CREATE TABLE lineorder_flat
PARTITION BY RANGE(`LO_ORDERDATE`)
(
START ("1993-01-01") END ("1999-01-01") EVERY (INTERVAL 1 YEAR)
)
DISTRIBUTED BY HASH(`LO_ORDERKEY`) AS SELECT
l.LO_ORDERKEY AS LO_ORDERKEY,
l.LO_LINENUMBER AS LO_LINENUMBER,
l.LO_CUSTKEY AS LO_CUSTKEY,
l.LO_PARTKEY AS LO_PARTKEY,
l.LO_SUPPKEY AS LO_SUPPKEY,
l.LO_ORDERDATE AS LO_ORDERDATE,
l.LO_ORDERPRIORITY AS LO_ORDERPRIORITY,
l.LO_SHIPPRIORITY AS LO_SHIPPRIORITY,
l.LO_QUANTITY AS LO_QUANTITY,
l.LO_EXTENDEDPRICE AS LO_EXTENDEDPRICE,
l.LO_ORDTOTALPRICE AS LO_ORDTOTALPRICE,
l.LO_DISCOUNT AS LO_DISCOUNT,
l.LO_REVENUE AS LO_REVENUE,
l.LO_SUPPLYCOST AS LO_SUPPLYCOST,
l.LO_TAX AS LO_TAX,
l.LO_COMMITDATE AS LO_COMMITDATE,
l.LO_SHIPMODE AS LO_SHIPMODE,
c.C_NAME AS C_NAME,
c.C_ADDRESS AS C_ADDRESS,
c.C_CITY AS C_CITY,
c.C_NATION AS C_NATION,
c.C_REGION AS C_REGION,
c.C_PHONE AS C_PHONE,
c.C_MKTSEGMENT AS C_MKTSEGMENT,
s.S_NAME AS S_NAME,
s.S_ADDRESS AS S_ADDRESS,
s.S_CITY AS S_CITY,
s.S_NATION AS S_NATION,
s.S_REGION AS S_REGION,
s.S_PHONE AS S_PHONE,
p.P_NAME AS P_NAME,
p.P_MFGR AS P_MFGR,
p.P_CATEGORY AS P_CATEGORY,
p.P_BRAND AS P_BRAND,
p.P_COLOR AS P_COLOR,
p.P_TYPE AS P_TYPE,
p.P_SIZE AS P_SIZE,
p.P_CONTAINER AS P_CONTAINER FROM lineorder AS l
INNER JOIN customer AS c ON c.C_CUSTKEY = l.LO_CUSTKEY
INNER JOIN supplier AS s ON s.S_SUPPKEY = l.LO_SUPPKEY
INNER JOIN part AS p ON p.P_PARTKEY = l.LO_PARTKEY;
Example 8: Asynchronously query the table order_detail
and create a new table order_statistics
based on the query result, and then insert the query result into the new table.

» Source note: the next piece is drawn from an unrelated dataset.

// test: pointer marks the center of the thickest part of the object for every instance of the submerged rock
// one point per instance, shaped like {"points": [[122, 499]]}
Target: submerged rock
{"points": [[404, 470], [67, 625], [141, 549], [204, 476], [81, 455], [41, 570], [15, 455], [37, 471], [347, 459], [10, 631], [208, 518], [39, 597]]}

SUBMIT TASK AS CREATE TABLE order_statistics AS SELECT COUNT(*) as count FROM order_detail;
+-------------------------------------------+-----------+
| TaskName | Status |
+-------------------------------------------+-----------+
| ctas-df6f7930-e7c9-11ec-abac-bab8ee315bf2 | SUBMITTED |
+-------------------------------------------+-----------+
Check information of the Task.
SELECT * FROM INFORMATION_SCHEMA.tasks;
-- Information of the Task
TASK_NAME: ctas-df6f7930-e7c9-11ec-abac-bab8ee315bf2
CREATE_TIME: 2022-06-14 14:07:06
SCHEDULE: MANUAL
DATABASE: default_cluster:test
DEFINITION: CREATE TABLE order_statistics AS SELECT COUNT(*) as cnt FROM order_detail
EXPIRE_TIME: 2022-06-17 14:07:06
Check the state of the TaskRun.
SELECT * FROM INFORMATION_SCHEMA.task_runs;
-- State of the TaskRun
QUERY_ID: 37bd2b63-eba8-11ec-8d41-bab8ee315bf2
TASK_NAME: ctas-df6f7930-e7c9-11ec-abac-bab8ee315bf2
CREATE_TIME: 2022-06-14 14:07:06
FINISH_TIME: 2022-06-14 14:07:07
STATE: SUCCESS
DATABASE:
DEFINITION: CREATE TABLE order_statistics AS SELECT COUNT(*) as cnt FROM order_detail
EXPIRE_TIME: 2022-06-17 14:07:06
ERROR_CODE: 0
ERROR_MESSAGE: NULL
Query the new table when the state of the TaskRun is SUCCESS
.
SELECT * FROM order_statistics;